Il no di Merkel ai salvataggi favorisce credit crunch. E S&P declassa la Ue

di Redazione Blitz
Pubblicato il 20 Dicembre 2013 - 12:37 OLTRE 6 MESI FA
No tedesco ai salvataggi favorisce credit crunch. E S&P's declassa la Ue

No tedesco ai salvataggi favorisce credit crunch. E S&P’s declassa la Ue

ROMA – Il no di Merkel ai salvataggi favorisce credit crunch. E S&P’s declassa la Ue.  La perdita della tripla A dell’Unione Europea (oggi il rating è AA+), spiega l’agenzia di rating Standard & Poor’s, “riflette la nostra convinzione che la credibilità complessivo degli ormai 28 Paesi membri della Ue in materia di credito si sia indebolita, il profilo finanziario deteriorato”. Non ci sono dunque solo le prospettive non rosee sulla certezza che gli  Stati membri onorino gli impegni assunti in materia di bilancio comunitario. Il credito, di nuovo a rischio di incremento del cosiddetto credt crunch, è il grande malato. E non aiuta, in questo senso, l’intransigenza, in materia di salvataggi, che il Cancelliere tedesco Angela Merkel ha ribadito nelle trattative sull’Unione bancaria. Chi pensava che dopo le elezioni avrebbe cambiato abito mentale deve ricredersi.
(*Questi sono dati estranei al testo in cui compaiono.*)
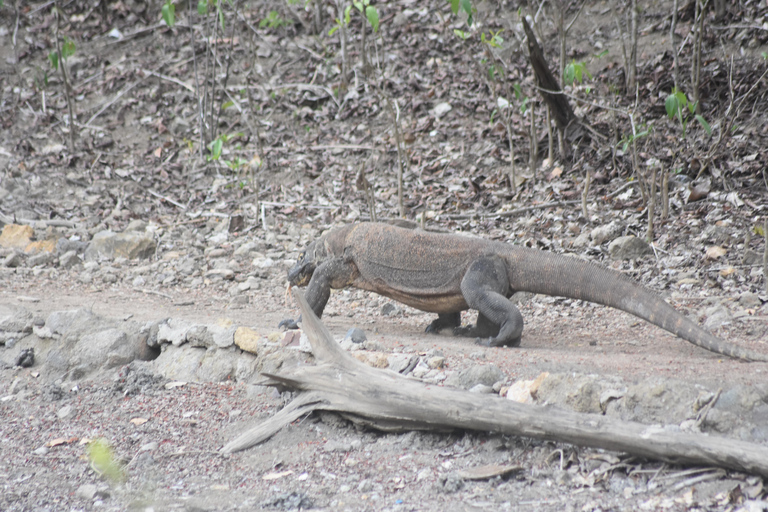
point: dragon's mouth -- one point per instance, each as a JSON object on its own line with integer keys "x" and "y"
{"x": 301, "y": 273}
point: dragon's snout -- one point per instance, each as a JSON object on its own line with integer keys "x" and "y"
{"x": 301, "y": 273}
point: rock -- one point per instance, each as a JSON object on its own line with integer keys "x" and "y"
{"x": 356, "y": 335}
{"x": 16, "y": 236}
{"x": 402, "y": 363}
{"x": 247, "y": 339}
{"x": 751, "y": 257}
{"x": 481, "y": 374}
{"x": 69, "y": 259}
{"x": 481, "y": 388}
{"x": 389, "y": 309}
{"x": 628, "y": 248}
{"x": 109, "y": 245}
{"x": 75, "y": 323}
{"x": 86, "y": 492}
{"x": 107, "y": 349}
{"x": 217, "y": 366}
{"x": 174, "y": 331}
{"x": 13, "y": 260}
{"x": 436, "y": 362}
{"x": 441, "y": 109}
{"x": 581, "y": 241}
{"x": 604, "y": 233}
{"x": 65, "y": 412}
{"x": 40, "y": 246}
{"x": 26, "y": 358}
{"x": 15, "y": 319}
{"x": 179, "y": 363}
{"x": 717, "y": 316}
{"x": 220, "y": 273}
{"x": 750, "y": 300}
{"x": 137, "y": 225}
{"x": 40, "y": 259}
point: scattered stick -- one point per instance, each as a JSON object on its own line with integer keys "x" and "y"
{"x": 389, "y": 401}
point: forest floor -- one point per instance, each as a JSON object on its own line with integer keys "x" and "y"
{"x": 296, "y": 143}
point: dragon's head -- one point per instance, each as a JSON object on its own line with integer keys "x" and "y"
{"x": 308, "y": 261}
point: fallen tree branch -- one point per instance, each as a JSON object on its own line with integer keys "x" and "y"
{"x": 388, "y": 400}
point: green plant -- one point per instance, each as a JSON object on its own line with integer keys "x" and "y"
{"x": 168, "y": 12}
{"x": 104, "y": 462}
{"x": 678, "y": 106}
{"x": 463, "y": 5}
{"x": 217, "y": 145}
{"x": 626, "y": 140}
{"x": 574, "y": 72}
{"x": 274, "y": 20}
{"x": 369, "y": 12}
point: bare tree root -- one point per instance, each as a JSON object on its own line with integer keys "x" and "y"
{"x": 390, "y": 401}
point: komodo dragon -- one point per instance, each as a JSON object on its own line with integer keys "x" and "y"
{"x": 446, "y": 274}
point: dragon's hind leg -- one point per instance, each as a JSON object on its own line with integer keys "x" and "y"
{"x": 485, "y": 288}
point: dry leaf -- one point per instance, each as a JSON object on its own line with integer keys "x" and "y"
{"x": 727, "y": 271}
{"x": 715, "y": 252}
{"x": 276, "y": 476}
{"x": 60, "y": 440}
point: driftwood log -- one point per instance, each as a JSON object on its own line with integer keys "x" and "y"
{"x": 390, "y": 401}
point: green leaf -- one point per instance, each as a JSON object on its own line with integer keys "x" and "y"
{"x": 518, "y": 91}
{"x": 672, "y": 106}
{"x": 466, "y": 6}
{"x": 54, "y": 58}
{"x": 569, "y": 74}
{"x": 703, "y": 122}
{"x": 463, "y": 35}
{"x": 104, "y": 462}
{"x": 68, "y": 48}
{"x": 373, "y": 17}
{"x": 169, "y": 13}
{"x": 215, "y": 147}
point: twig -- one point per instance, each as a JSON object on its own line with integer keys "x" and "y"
{"x": 153, "y": 292}
{"x": 166, "y": 198}
{"x": 113, "y": 101}
{"x": 171, "y": 79}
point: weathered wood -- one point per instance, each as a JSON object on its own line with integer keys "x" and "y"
{"x": 343, "y": 384}
{"x": 561, "y": 110}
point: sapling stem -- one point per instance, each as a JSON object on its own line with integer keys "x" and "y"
{"x": 584, "y": 192}
{"x": 651, "y": 206}
{"x": 67, "y": 87}
{"x": 664, "y": 193}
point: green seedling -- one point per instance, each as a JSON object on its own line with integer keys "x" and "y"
{"x": 678, "y": 106}
{"x": 626, "y": 140}
{"x": 169, "y": 13}
{"x": 217, "y": 145}
{"x": 574, "y": 72}
{"x": 104, "y": 462}
{"x": 370, "y": 13}
{"x": 463, "y": 5}
{"x": 67, "y": 50}
{"x": 273, "y": 21}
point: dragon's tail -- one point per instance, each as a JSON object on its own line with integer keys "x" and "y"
{"x": 557, "y": 275}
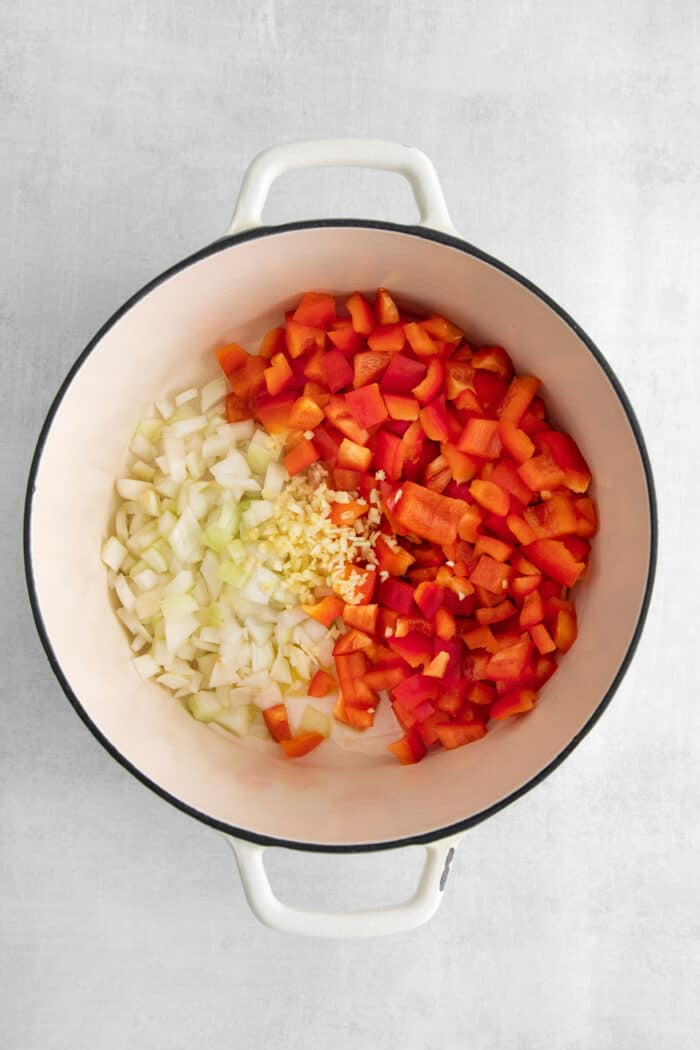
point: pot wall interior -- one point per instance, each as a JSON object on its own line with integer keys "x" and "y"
{"x": 164, "y": 343}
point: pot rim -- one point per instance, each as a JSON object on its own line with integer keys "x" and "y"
{"x": 266, "y": 231}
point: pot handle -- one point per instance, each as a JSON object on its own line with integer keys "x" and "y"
{"x": 378, "y": 153}
{"x": 394, "y": 919}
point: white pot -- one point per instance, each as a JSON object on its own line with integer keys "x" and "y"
{"x": 163, "y": 339}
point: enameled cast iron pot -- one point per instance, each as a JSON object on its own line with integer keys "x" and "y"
{"x": 162, "y": 340}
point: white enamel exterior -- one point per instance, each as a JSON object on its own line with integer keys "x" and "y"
{"x": 164, "y": 342}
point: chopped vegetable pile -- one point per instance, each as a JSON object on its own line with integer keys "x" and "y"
{"x": 384, "y": 508}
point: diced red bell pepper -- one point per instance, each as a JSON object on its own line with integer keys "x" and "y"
{"x": 338, "y": 414}
{"x": 385, "y": 308}
{"x": 552, "y": 558}
{"x": 514, "y": 701}
{"x": 490, "y": 390}
{"x": 346, "y": 339}
{"x": 427, "y": 515}
{"x": 327, "y": 443}
{"x": 420, "y": 341}
{"x": 552, "y": 518}
{"x": 273, "y": 342}
{"x": 360, "y": 311}
{"x": 567, "y": 455}
{"x": 402, "y": 375}
{"x": 402, "y": 407}
{"x": 490, "y": 574}
{"x": 431, "y": 384}
{"x": 277, "y": 722}
{"x": 457, "y": 734}
{"x": 387, "y": 338}
{"x": 305, "y": 414}
{"x": 231, "y": 357}
{"x": 490, "y": 496}
{"x": 587, "y": 520}
{"x": 321, "y": 684}
{"x": 433, "y": 419}
{"x": 510, "y": 664}
{"x": 366, "y": 405}
{"x": 543, "y": 639}
{"x": 515, "y": 441}
{"x": 532, "y": 611}
{"x": 518, "y": 398}
{"x": 493, "y": 359}
{"x": 481, "y": 438}
{"x": 354, "y": 457}
{"x": 414, "y": 690}
{"x": 301, "y": 338}
{"x": 388, "y": 455}
{"x": 301, "y": 744}
{"x": 300, "y": 457}
{"x": 336, "y": 371}
{"x": 326, "y": 610}
{"x": 542, "y": 474}
{"x": 415, "y": 648}
{"x": 409, "y": 749}
{"x": 396, "y": 594}
{"x": 429, "y": 597}
{"x": 347, "y": 513}
{"x": 352, "y": 642}
{"x": 443, "y": 330}
{"x": 367, "y": 366}
{"x": 363, "y": 617}
{"x": 316, "y": 309}
{"x": 565, "y": 629}
{"x": 496, "y": 613}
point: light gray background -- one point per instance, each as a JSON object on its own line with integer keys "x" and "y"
{"x": 567, "y": 135}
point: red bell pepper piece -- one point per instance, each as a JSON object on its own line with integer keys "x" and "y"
{"x": 481, "y": 438}
{"x": 321, "y": 684}
{"x": 552, "y": 558}
{"x": 336, "y": 371}
{"x": 316, "y": 309}
{"x": 385, "y": 308}
{"x": 514, "y": 701}
{"x": 305, "y": 414}
{"x": 518, "y": 398}
{"x": 277, "y": 722}
{"x": 433, "y": 419}
{"x": 354, "y": 457}
{"x": 566, "y": 454}
{"x": 515, "y": 441}
{"x": 409, "y": 749}
{"x": 493, "y": 359}
{"x": 402, "y": 375}
{"x": 301, "y": 744}
{"x": 427, "y": 515}
{"x": 542, "y": 474}
{"x": 432, "y": 383}
{"x": 457, "y": 734}
{"x": 301, "y": 338}
{"x": 338, "y": 414}
{"x": 367, "y": 366}
{"x": 360, "y": 311}
{"x": 543, "y": 639}
{"x": 429, "y": 597}
{"x": 510, "y": 664}
{"x": 490, "y": 496}
{"x": 366, "y": 405}
{"x": 300, "y": 457}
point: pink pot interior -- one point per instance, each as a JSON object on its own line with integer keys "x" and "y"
{"x": 163, "y": 343}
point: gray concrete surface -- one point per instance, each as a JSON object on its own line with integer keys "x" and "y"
{"x": 568, "y": 140}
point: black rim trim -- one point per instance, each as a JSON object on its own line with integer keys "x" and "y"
{"x": 369, "y": 846}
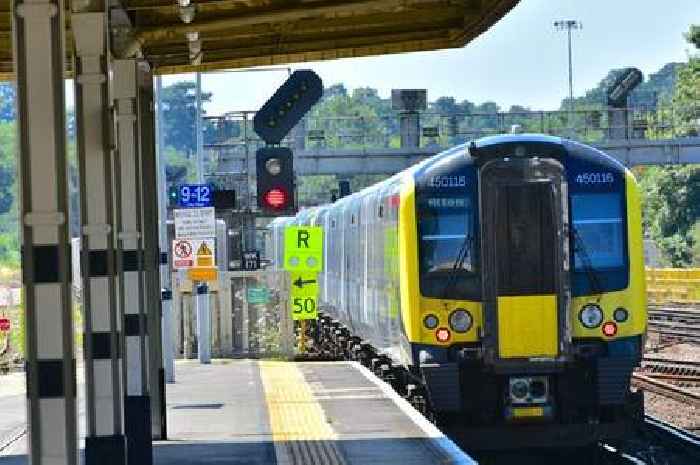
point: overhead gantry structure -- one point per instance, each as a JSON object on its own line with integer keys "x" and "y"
{"x": 112, "y": 48}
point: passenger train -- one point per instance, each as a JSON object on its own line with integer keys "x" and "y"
{"x": 498, "y": 285}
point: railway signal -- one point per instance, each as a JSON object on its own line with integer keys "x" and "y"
{"x": 275, "y": 180}
{"x": 623, "y": 86}
{"x": 287, "y": 106}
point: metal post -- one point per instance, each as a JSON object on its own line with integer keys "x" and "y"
{"x": 165, "y": 275}
{"x": 198, "y": 129}
{"x": 571, "y": 79}
{"x": 203, "y": 324}
{"x": 409, "y": 126}
{"x": 105, "y": 442}
{"x": 39, "y": 57}
{"x": 245, "y": 318}
{"x": 569, "y": 25}
{"x": 150, "y": 240}
{"x": 130, "y": 265}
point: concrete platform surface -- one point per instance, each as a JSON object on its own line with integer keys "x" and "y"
{"x": 247, "y": 412}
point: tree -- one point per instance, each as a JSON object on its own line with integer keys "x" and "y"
{"x": 686, "y": 112}
{"x": 672, "y": 209}
{"x": 7, "y": 102}
{"x": 179, "y": 111}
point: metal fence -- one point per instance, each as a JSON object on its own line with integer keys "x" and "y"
{"x": 234, "y": 133}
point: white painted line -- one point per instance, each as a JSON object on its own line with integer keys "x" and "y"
{"x": 455, "y": 454}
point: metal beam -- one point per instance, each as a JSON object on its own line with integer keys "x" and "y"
{"x": 104, "y": 443}
{"x": 39, "y": 56}
{"x": 149, "y": 210}
{"x": 130, "y": 265}
{"x": 390, "y": 161}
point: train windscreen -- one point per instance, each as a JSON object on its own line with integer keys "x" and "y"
{"x": 448, "y": 249}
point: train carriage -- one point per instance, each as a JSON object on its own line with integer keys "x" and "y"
{"x": 503, "y": 283}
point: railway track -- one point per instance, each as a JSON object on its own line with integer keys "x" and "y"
{"x": 678, "y": 372}
{"x": 679, "y": 323}
{"x": 14, "y": 436}
{"x": 657, "y": 442}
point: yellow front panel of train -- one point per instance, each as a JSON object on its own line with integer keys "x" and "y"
{"x": 527, "y": 326}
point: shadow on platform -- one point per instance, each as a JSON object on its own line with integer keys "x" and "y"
{"x": 384, "y": 451}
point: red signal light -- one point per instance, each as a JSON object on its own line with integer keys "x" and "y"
{"x": 609, "y": 329}
{"x": 442, "y": 335}
{"x": 276, "y": 198}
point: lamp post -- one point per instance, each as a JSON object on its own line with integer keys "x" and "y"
{"x": 568, "y": 25}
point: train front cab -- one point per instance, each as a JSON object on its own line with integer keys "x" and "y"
{"x": 543, "y": 372}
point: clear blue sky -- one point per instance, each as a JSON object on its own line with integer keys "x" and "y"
{"x": 521, "y": 60}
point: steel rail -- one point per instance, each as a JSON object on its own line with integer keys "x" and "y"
{"x": 670, "y": 361}
{"x": 675, "y": 437}
{"x": 666, "y": 389}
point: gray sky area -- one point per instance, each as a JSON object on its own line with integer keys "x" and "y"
{"x": 521, "y": 60}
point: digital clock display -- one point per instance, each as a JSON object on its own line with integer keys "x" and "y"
{"x": 195, "y": 195}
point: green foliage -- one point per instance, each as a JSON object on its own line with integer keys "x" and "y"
{"x": 178, "y": 101}
{"x": 672, "y": 209}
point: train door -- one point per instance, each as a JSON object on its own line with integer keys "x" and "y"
{"x": 525, "y": 259}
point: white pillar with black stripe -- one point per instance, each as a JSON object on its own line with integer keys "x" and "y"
{"x": 149, "y": 214}
{"x": 165, "y": 274}
{"x": 104, "y": 442}
{"x": 130, "y": 261}
{"x": 39, "y": 65}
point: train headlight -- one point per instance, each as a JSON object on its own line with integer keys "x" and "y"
{"x": 460, "y": 320}
{"x": 519, "y": 388}
{"x": 610, "y": 328}
{"x": 431, "y": 321}
{"x": 621, "y": 314}
{"x": 591, "y": 316}
{"x": 442, "y": 335}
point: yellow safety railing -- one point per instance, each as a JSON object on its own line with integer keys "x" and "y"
{"x": 680, "y": 285}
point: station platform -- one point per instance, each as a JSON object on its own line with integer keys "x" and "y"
{"x": 249, "y": 412}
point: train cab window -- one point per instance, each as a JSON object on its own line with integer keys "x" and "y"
{"x": 448, "y": 261}
{"x": 598, "y": 243}
{"x": 598, "y": 231}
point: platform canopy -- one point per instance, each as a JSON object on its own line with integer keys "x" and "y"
{"x": 189, "y": 35}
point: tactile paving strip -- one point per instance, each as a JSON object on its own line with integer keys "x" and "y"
{"x": 299, "y": 426}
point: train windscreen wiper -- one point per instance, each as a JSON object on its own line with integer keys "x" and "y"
{"x": 591, "y": 273}
{"x": 464, "y": 250}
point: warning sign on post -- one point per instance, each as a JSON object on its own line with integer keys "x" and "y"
{"x": 303, "y": 248}
{"x": 193, "y": 253}
{"x": 303, "y": 295}
{"x": 194, "y": 223}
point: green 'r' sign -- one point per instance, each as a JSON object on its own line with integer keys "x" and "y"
{"x": 303, "y": 248}
{"x": 258, "y": 295}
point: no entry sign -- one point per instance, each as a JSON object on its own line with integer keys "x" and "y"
{"x": 193, "y": 253}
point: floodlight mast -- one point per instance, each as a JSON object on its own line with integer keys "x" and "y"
{"x": 567, "y": 25}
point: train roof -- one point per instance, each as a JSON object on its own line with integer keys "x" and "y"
{"x": 485, "y": 148}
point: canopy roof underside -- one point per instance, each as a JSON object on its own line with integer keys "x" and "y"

Federico Fubini su Repubblica rilancia l’allarme credit crunch alla luce delle posizioni in campo, in particolare della Germania che ha ritrattato anche le aperture seguite allo stanziamento, nella fase più acuta della crisi, quando aveva faticosamente acconsentito al fondo salvataggi europeo che, si affermava ufficialmente, avrebbe potuto “ricapitalizzare direttamente le banche”, con l’obiettivo di spezzare il circolo vizioso banche-debiti sovrani e il circuito paralizzante di banche che non prestano, debitori che non le pagano, aziende chiudono.

Senza la garanzia di un intervento centrale, un po’ come negli Stati Uniti, ogni Stato in difficoltà è stato lasciato solo di fronte alla fuga dei sottoscrittori dei bond nazionali. Secondo l’Abi, l’introduzione dell’unione bancaria e delle regole sulla risoluzione di banche in crisi (bail-in) rischiano di aumentare i costi delle emissioni obbligazionarie delle banche italiane e anche di ridurre la loro appetibilità presso risparmiatori e investitori.

Anche dopo la sua terza rielezione, la cancelliera Merkel si è opposta a ciò che aveva accettato un anno fa. Il «meccanismo unico di risoluzione», costituito da contributi delle banche stesse, funzionerà in pieno solo fra dieci anni. Anche allora varrà appena 55 miliardi di euro, quanto basta per un unico intervento di medie dimensioni, a fronte di bilanci bancari che in totale valgono 25 mila miliardi. Lo strumento per garantire una gestione senza panico di un collasso d’impresa varrà (a pieno regime) lo 0,22% dei bilanci che dovrebbe in qualche modo assicurare. Quanto al fondo salvataggi europeo costituito dai governi fino a 700 miliardi, l’Esm, anche qui la marcia indietro è completa: potrà prestare risorse a un governo che deve gestire il fallimento di un istituto, ma non intervenire direttamente. L’impegno di un anno fa, a causa di Berlino, è rimasto lettera morta. Il legame pericoloso fra le banche e i loro governi resta intatto. (Federico Fubini, La Repubblica)

La diffidenza con cui la Germania è tornata a guardare all’Italia (appena ha avuto i soldi hanno smesso di fare le riforme attese) rischia di essere autolesionista, perché le banche in crisi non garantite da un ombrello europeo di protezione smetteranno di erogare prestiti e lo faranno a tassi non concorrenziali favorendo il ricostituirsi delle condizioni che hanno portato alla crisi dei debiti sovrani  che dovranno essere affrontate con le stesse armi che Berlino mostra di disprezzare. Come essere costretti, a Monopoli, a ripartire dal Via.